Reste à être à la hauteur de ses ambitions : un tenant du titre est par essence dans la short-list des favoris, surtout avec des moyens et une équipe à la hauteur de ses ambitions. Le plan Lombard a été mis à l’eau en juillet dernier mais Yoann s’était entraîné, longuement avec Corentin Douguet (Queguiner-Innoveo). Même bateau (un Lift V2-Lombard), même volonté de gagner mais partage total : jusqu’à la veille du départ, Yoann et Corentin échangeaient ensemble de la stratégie météo à venir. Le skipper de Queguiner-Innoveo, un des plus performants de la saison, prend rapidement la course à son compte. Yoann est loin derrière, la faute à un départ volé après « avoir été pris par son élan » reconnaît-il. Le skipper fait le choix d’effectuer sa pénalité de quatre heures avant le Cap Fréhel, profitant d’une zone de vent moins soutenue.

Retour en course donc avec le pied sur l’accélérateur. Le contournement de la Bretagne puis le golfe de Gascogne deviennent le théâtre d’une “remontada” à enthousiasmer ses proches et à accélérer le pouls de ses adversaires. Car Yoann remonte frénétiquement ses concurrents un par un. Puis, un dimanche soir (le 13 novembre), à une latitude proche du Cap Finisterre, il prend les commandes de la course, devant Corentin Douguet.

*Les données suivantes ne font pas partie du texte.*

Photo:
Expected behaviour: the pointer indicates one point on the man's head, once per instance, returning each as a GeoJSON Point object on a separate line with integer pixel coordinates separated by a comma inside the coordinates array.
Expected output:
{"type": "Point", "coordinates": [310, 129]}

“Il fait une course incroyable”

La suite, des Açores aux alizés, ressemble à une bataille rangée où rien ne doit être laissé au hasard. L’inconfort de ces bateaux, aussi perceptible que leurs performances, se fait toujours un peu plus fort dans les fronts et ce qu’ils induisent (mer croisée et rafales déchaînées). Derrière, ses poursuivants doivent faire face à des petits pépins qui se sont avérés pénalisants. Longtemps présent dans le trio de tête, Xavier Macaire (Groupe SNEF) doit composer avec des voies d’eau. Corentin Douguet, lui, doit démonter intégralement son moteur. « Mon moteur m’a pourri mon Rhum. Il devait avoir goût de Rhum, il a goût de gasoil », confiait-il encore ce mercredi matin.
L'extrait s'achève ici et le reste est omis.